Muncul dari seorang pria tanpa senjata yang menyergap pelaku penembakan. Ia merebut senapan dari tangan pelaku. Tanpa berusaha membalas, senjata api itu diletakan di tempat yang tidak terjangkau. Pria itu adalah Ahmed Al-Ahmed (43), seorang ayah dua anak, pemilik toko buah, dan seorang Muslim Australia keturunan Suriah.

Sebelum malam teror itu, AN melaporkan, Al-Ahmed jauh dari sorotan publik. Ia menjalankan toko buah sederhana di Sutherland Shire, Sydney, menyapa pelanggan dengan nama dan menjalani kehidupan demi mengais rezeki untuk keluarga, iman, dan komunitasnya.

Namun, tindakannya malam teror tersebut mengubahnya dari seorang pengusaha buah yang pendiam menjadi simbol keberanian yang diakui di seluruh dunia.

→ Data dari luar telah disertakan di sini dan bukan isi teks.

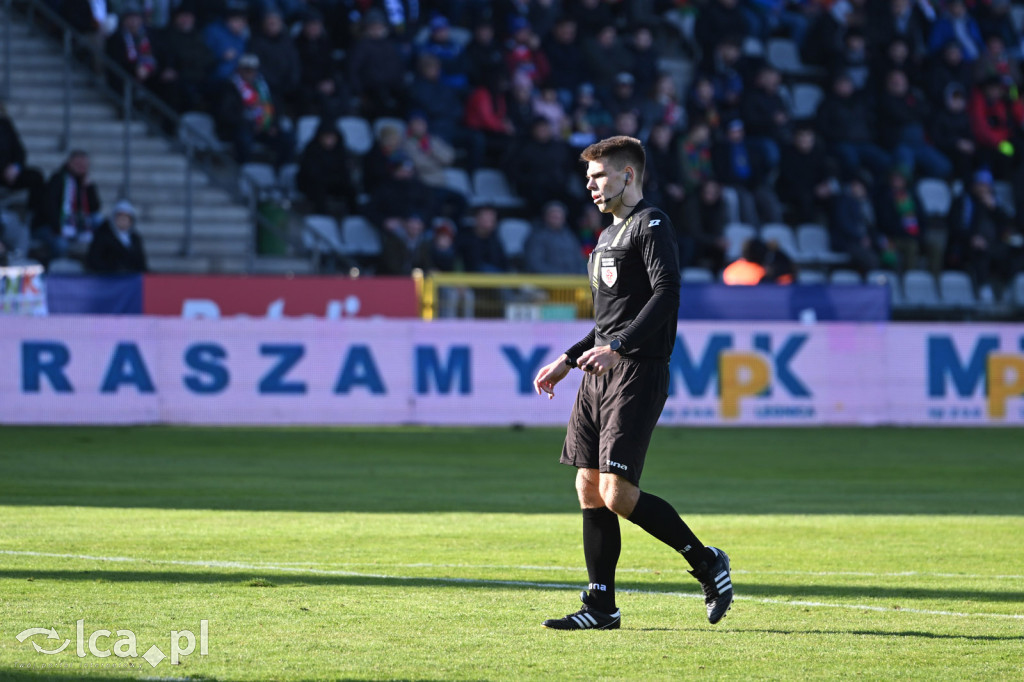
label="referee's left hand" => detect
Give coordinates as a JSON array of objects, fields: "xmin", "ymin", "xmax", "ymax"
[{"xmin": 578, "ymin": 346, "xmax": 623, "ymax": 377}]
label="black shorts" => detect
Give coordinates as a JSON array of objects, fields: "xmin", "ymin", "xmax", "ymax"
[{"xmin": 559, "ymin": 357, "xmax": 669, "ymax": 485}]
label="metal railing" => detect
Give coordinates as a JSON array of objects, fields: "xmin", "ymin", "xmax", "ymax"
[{"xmin": 0, "ymin": 0, "xmax": 272, "ymax": 271}]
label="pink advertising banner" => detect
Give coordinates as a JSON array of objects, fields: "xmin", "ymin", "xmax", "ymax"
[{"xmin": 0, "ymin": 315, "xmax": 1024, "ymax": 426}]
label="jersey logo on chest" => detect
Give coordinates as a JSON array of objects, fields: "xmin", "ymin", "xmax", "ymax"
[{"xmin": 601, "ymin": 258, "xmax": 618, "ymax": 287}]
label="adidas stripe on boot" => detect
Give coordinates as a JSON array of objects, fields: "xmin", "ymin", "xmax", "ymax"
[
  {"xmin": 689, "ymin": 547, "xmax": 732, "ymax": 625},
  {"xmin": 542, "ymin": 590, "xmax": 623, "ymax": 630}
]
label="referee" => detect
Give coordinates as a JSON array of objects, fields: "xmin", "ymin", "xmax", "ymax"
[{"xmin": 534, "ymin": 135, "xmax": 732, "ymax": 630}]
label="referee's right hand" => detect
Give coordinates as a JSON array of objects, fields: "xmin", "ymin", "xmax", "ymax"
[{"xmin": 534, "ymin": 353, "xmax": 569, "ymax": 400}]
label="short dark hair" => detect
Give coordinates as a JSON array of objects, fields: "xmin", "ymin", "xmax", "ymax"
[{"xmin": 580, "ymin": 135, "xmax": 647, "ymax": 178}]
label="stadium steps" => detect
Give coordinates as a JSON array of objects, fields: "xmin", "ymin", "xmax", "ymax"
[{"xmin": 0, "ymin": 6, "xmax": 312, "ymax": 273}]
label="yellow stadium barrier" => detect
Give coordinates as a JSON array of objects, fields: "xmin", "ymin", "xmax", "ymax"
[{"xmin": 413, "ymin": 272, "xmax": 594, "ymax": 321}]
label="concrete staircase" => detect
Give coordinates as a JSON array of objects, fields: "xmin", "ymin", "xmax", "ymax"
[{"xmin": 0, "ymin": 7, "xmax": 312, "ymax": 273}]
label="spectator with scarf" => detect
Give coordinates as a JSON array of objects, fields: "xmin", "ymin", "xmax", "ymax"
[
  {"xmin": 36, "ymin": 150, "xmax": 103, "ymax": 261},
  {"xmin": 85, "ymin": 200, "xmax": 148, "ymax": 274},
  {"xmin": 216, "ymin": 54, "xmax": 295, "ymax": 166},
  {"xmin": 874, "ymin": 166, "xmax": 927, "ymax": 270},
  {"xmin": 106, "ymin": 2, "xmax": 160, "ymax": 90},
  {"xmin": 946, "ymin": 168, "xmax": 1020, "ymax": 303}
]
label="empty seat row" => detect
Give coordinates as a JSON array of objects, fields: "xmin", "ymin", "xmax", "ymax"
[
  {"xmin": 724, "ymin": 222, "xmax": 850, "ymax": 265},
  {"xmin": 302, "ymin": 215, "xmax": 383, "ymax": 256}
]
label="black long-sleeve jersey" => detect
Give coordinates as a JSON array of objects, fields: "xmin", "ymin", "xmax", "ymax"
[{"xmin": 565, "ymin": 200, "xmax": 680, "ymax": 363}]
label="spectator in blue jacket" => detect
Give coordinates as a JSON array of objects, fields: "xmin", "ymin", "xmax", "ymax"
[
  {"xmin": 203, "ymin": 2, "xmax": 249, "ymax": 81},
  {"xmin": 524, "ymin": 202, "xmax": 587, "ymax": 274},
  {"xmin": 928, "ymin": 0, "xmax": 985, "ymax": 61}
]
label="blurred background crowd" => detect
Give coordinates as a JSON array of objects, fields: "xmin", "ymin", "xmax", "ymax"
[{"xmin": 0, "ymin": 0, "xmax": 1024, "ymax": 300}]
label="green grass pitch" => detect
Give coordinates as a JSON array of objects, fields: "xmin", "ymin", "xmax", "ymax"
[{"xmin": 0, "ymin": 427, "xmax": 1024, "ymax": 680}]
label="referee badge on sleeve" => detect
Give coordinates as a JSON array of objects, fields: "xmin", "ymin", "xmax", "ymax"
[{"xmin": 601, "ymin": 258, "xmax": 618, "ymax": 287}]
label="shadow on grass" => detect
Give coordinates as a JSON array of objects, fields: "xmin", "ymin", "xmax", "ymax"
[
  {"xmin": 6, "ymin": 568, "xmax": 1024, "ymax": 611},
  {"xmin": 0, "ymin": 427, "xmax": 1024, "ymax": 516},
  {"xmin": 671, "ymin": 627, "xmax": 1024, "ymax": 642}
]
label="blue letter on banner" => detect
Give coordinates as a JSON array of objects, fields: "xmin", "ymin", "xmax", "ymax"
[
  {"xmin": 334, "ymin": 345, "xmax": 386, "ymax": 395},
  {"xmin": 502, "ymin": 346, "xmax": 551, "ymax": 395},
  {"xmin": 259, "ymin": 343, "xmax": 306, "ymax": 395},
  {"xmin": 669, "ymin": 334, "xmax": 732, "ymax": 397},
  {"xmin": 99, "ymin": 342, "xmax": 156, "ymax": 393},
  {"xmin": 416, "ymin": 346, "xmax": 471, "ymax": 395},
  {"xmin": 928, "ymin": 336, "xmax": 999, "ymax": 397},
  {"xmin": 22, "ymin": 341, "xmax": 75, "ymax": 393},
  {"xmin": 184, "ymin": 343, "xmax": 230, "ymax": 395}
]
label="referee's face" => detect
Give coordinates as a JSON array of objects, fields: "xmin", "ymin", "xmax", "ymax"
[{"xmin": 587, "ymin": 160, "xmax": 626, "ymax": 213}]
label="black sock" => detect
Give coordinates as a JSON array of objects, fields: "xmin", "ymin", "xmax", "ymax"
[
  {"xmin": 630, "ymin": 492, "xmax": 715, "ymax": 568},
  {"xmin": 583, "ymin": 507, "xmax": 623, "ymax": 613}
]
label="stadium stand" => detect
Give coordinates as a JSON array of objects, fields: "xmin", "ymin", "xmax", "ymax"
[{"xmin": 0, "ymin": 0, "xmax": 1024, "ymax": 315}]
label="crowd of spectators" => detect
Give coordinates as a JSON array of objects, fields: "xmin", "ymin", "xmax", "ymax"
[
  {"xmin": 0, "ymin": 102, "xmax": 147, "ymax": 274},
  {"xmin": 8, "ymin": 0, "xmax": 1024, "ymax": 294}
]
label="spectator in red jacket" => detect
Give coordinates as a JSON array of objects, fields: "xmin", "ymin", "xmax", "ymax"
[
  {"xmin": 971, "ymin": 76, "xmax": 1024, "ymax": 177},
  {"xmin": 464, "ymin": 70, "xmax": 515, "ymax": 169}
]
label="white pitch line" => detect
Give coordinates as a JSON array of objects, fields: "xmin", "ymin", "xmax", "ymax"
[
  {"xmin": 0, "ymin": 550, "xmax": 1024, "ymax": 621},
  {"xmin": 274, "ymin": 561, "xmax": 1024, "ymax": 581}
]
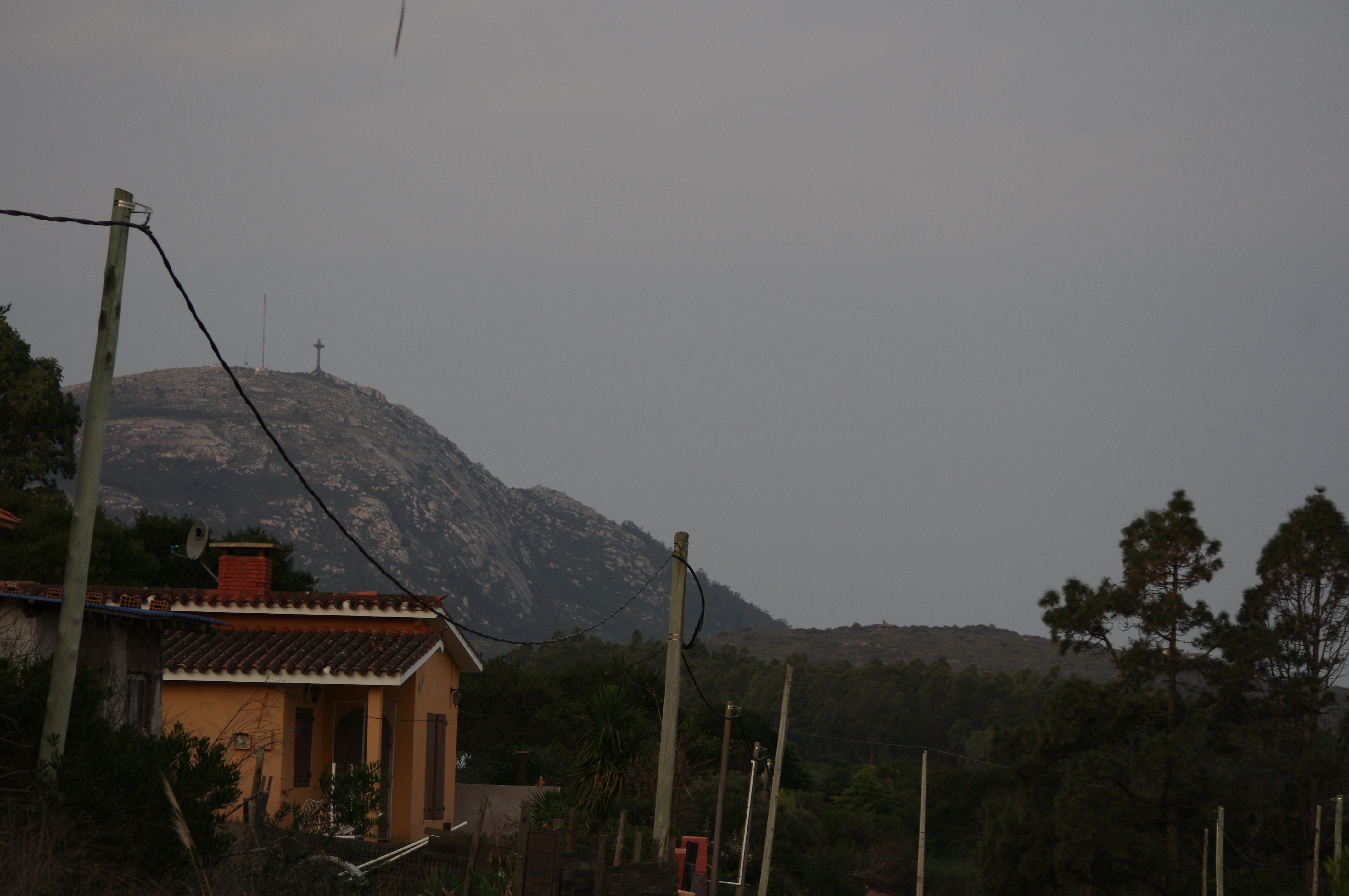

Menurut sepupunya, Mustafa Al-Asaad, yang berbicara kepada media Australia setelah serangan itu, Al-Ahmed bertindak bukan karena perhitungan, tetapi karena hati nurani.

“Ketika dia melihat orang-orang sekarat dan keluarga mereka ditembak, dia tidak tahan melihat orang-orang mati,” kata Al-Asaad. “Itu adalah tindakan kemanusiaan, lebih dari apa pun. Itu adalah masalah hati nurani," sambungnya.

“Dia sangat bangga karena telah menyelamatkan satu nyawa. Ketika dia melihat pemandangan ini, orang-orang mati karena tembakan, dia berkata kepada saya, ‘Saya tidak tahan melihat ini. Tuhan memberi saya kekuatan. Saya percaya saya akan menghentikan orang ini membunuh orang’,” ujar Al-Asaad.

Keramaian juga muncul di media sosial (medsos). Rekaman masyarakat di sekitar lokasi kejadian memperlihatkan Al-Ahmed berlari menuju bahaya. Dengan tangan kosong, ia mendekati pelaku yang membabi buta menembak ke arah kerumunan. Pelaku kemudian berhasil dijatuhkan ke tanah, senjatanya berhasil direbut.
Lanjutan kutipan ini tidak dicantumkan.